Honorable Mensch-ion

Healing Prayers

From the day after my Bar Mitzvah until I graduated high school, I was the baal koreh, the Torah reader in the daily minyan. Not only did my Torah reading skills improve drastically; I also had a note that permitted me to be ten minutes late to school on Mondays, Thursdays, Rosh Chodesh, minor fast days, and holidays…for religious reasons. Each time we read the Torah, I recited a mishebeirach, the prayer for those in need of healing.

One morning, when I was 13-years-old, an elderly man asked me to recite a mishebeirach for his severely ill daughter. That afternoon, the daughter passed away.

That moment transformed my thought on the efficacy of prayer. Did the words out of my 13-year-old mouth not work?

Healing prayers are found throughout our tradition. The Torah tell us this Shabbat that Moses recited the shortest prayer for his sister Miriam, el na rfa na la: God, please heal her.

Each weekday morning in our Amidah, we read the words inspired from the prophet Jeremiah, rfaeini adonai varapeh, hoshieni veevasheah ki thilati ata: Heal me, God, then I will be healed; help me then I will be helped, I praise You for constantly helping me.

So what is the purpose of healing prayers?

If we are certain that these words will cure our physical ills, each and every minyan would be a standing room only congregation. The purpose of the mishebeirach is a call for spiritual strength throughout our physical and emotional pain. For we know that one of the most potent medicines for the soul is public prayer.
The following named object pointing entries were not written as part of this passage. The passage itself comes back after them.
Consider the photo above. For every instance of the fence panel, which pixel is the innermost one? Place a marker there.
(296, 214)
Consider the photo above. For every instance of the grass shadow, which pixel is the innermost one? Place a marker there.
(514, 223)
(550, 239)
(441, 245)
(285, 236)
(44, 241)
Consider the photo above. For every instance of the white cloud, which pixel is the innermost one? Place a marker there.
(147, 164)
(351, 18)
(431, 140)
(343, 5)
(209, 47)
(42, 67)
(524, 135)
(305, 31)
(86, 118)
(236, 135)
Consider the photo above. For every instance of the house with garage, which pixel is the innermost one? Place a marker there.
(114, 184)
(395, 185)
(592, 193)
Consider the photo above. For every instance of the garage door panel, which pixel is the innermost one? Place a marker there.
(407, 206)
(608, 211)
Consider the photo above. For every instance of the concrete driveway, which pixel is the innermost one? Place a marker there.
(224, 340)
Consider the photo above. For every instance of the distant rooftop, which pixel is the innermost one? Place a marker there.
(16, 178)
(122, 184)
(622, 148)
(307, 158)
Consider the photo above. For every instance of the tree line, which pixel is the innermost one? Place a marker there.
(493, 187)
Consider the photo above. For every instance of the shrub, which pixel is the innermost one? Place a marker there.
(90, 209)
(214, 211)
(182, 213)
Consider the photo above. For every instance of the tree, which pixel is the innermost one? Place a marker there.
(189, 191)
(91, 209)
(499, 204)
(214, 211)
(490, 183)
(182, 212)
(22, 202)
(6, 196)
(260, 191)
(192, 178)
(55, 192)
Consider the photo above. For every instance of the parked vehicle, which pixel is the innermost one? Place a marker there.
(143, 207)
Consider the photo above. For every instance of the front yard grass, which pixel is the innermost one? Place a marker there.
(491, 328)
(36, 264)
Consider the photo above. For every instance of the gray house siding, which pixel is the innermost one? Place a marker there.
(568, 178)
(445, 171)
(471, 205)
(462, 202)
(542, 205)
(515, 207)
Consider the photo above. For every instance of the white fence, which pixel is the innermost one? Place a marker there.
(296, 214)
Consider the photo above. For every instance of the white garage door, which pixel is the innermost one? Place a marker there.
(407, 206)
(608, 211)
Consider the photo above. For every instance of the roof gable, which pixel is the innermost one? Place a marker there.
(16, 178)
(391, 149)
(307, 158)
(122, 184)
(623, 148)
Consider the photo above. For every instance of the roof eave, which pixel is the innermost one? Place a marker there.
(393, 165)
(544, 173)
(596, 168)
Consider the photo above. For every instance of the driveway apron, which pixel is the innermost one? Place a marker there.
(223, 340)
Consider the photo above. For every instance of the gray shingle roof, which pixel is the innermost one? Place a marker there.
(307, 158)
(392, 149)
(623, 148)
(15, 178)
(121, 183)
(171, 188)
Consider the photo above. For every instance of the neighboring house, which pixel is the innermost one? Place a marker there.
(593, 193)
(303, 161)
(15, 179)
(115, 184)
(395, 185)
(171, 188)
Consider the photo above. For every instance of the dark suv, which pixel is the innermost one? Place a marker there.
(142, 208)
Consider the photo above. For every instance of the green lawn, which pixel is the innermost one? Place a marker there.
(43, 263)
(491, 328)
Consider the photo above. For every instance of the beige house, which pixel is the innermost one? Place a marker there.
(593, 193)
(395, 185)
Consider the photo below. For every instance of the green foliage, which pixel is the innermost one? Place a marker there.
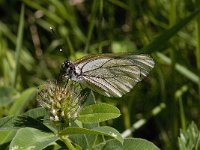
(98, 113)
(190, 138)
(156, 108)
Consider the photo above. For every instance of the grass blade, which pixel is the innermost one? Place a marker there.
(19, 44)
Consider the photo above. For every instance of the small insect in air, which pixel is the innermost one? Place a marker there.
(112, 75)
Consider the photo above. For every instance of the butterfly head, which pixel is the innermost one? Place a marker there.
(67, 69)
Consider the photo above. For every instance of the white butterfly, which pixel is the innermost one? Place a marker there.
(112, 75)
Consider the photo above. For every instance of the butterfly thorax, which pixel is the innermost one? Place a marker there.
(69, 71)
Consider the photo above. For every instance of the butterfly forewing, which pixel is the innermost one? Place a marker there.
(113, 75)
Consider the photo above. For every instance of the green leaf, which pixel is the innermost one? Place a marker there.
(9, 123)
(30, 138)
(129, 144)
(161, 41)
(104, 130)
(98, 113)
(21, 103)
(190, 139)
(7, 95)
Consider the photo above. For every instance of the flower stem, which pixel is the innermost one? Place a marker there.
(68, 143)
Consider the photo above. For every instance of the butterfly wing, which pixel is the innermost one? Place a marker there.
(113, 75)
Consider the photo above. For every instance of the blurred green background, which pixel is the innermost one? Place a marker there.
(169, 30)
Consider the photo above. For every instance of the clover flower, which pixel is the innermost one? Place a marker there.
(62, 101)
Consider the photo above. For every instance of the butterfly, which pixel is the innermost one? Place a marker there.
(112, 75)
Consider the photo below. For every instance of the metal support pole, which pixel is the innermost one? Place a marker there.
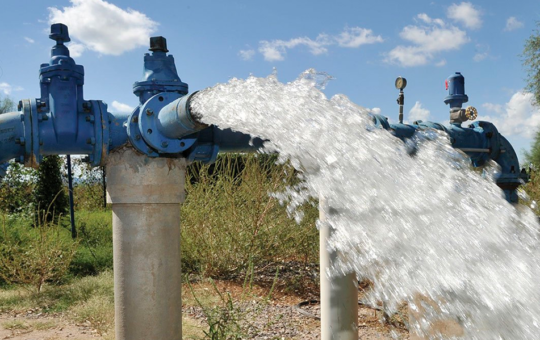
(401, 102)
(146, 194)
(104, 183)
(339, 295)
(70, 194)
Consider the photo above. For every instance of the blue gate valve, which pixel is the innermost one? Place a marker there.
(481, 140)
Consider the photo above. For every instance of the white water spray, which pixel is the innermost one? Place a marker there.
(424, 224)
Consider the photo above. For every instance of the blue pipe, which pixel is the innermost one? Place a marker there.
(163, 124)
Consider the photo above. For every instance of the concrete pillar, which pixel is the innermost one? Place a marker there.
(339, 295)
(444, 328)
(146, 194)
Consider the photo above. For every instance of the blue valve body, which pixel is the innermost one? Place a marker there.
(162, 125)
(456, 91)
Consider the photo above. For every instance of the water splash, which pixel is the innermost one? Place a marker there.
(413, 224)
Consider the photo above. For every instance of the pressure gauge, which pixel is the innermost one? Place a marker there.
(401, 83)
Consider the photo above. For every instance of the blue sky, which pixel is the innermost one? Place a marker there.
(365, 45)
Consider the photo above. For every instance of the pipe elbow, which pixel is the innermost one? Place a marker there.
(12, 137)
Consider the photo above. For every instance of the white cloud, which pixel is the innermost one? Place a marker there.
(418, 113)
(356, 36)
(482, 52)
(513, 23)
(121, 107)
(103, 27)
(7, 88)
(518, 117)
(246, 54)
(490, 107)
(276, 49)
(353, 37)
(375, 110)
(466, 14)
(428, 41)
(441, 63)
(75, 49)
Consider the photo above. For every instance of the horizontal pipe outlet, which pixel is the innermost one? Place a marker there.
(176, 119)
(12, 137)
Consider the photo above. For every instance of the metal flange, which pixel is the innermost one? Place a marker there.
(149, 129)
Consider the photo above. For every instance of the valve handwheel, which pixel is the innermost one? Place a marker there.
(471, 113)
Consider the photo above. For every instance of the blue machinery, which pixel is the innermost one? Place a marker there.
(146, 187)
(62, 122)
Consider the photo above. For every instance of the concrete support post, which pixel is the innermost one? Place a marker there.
(146, 194)
(339, 295)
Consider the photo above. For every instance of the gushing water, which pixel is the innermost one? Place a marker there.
(422, 225)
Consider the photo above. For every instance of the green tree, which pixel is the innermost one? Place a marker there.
(50, 197)
(6, 104)
(531, 62)
(15, 189)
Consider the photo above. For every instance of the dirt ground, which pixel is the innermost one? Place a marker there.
(40, 327)
(276, 318)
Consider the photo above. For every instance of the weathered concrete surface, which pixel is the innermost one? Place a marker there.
(146, 194)
(339, 295)
(445, 328)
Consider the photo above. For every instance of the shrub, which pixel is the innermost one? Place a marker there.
(229, 219)
(33, 256)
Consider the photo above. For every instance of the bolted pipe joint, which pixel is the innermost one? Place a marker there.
(60, 121)
(164, 125)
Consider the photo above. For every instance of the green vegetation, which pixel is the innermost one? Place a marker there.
(50, 198)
The Chofetz Chaim taught: When someone swallows a bitter pill, he does not feel its bitterness because it is sugarcoated. Similarly, we who suffer hardship, coated with the sugar of spirituality, can feel just that much better.

We recite these prayers to know that we are not alone. We recite these prayers to announce to the community that there are those who do need our help in healing.

We recite these prayers because they are effective for the soul.

As Debbie Friedman wrote in her modern interpretation of the mishebeirach, “May the source of blessing who blessed the ones before us, help us find the courage to make our lives a blessing,” and let us say, Amen.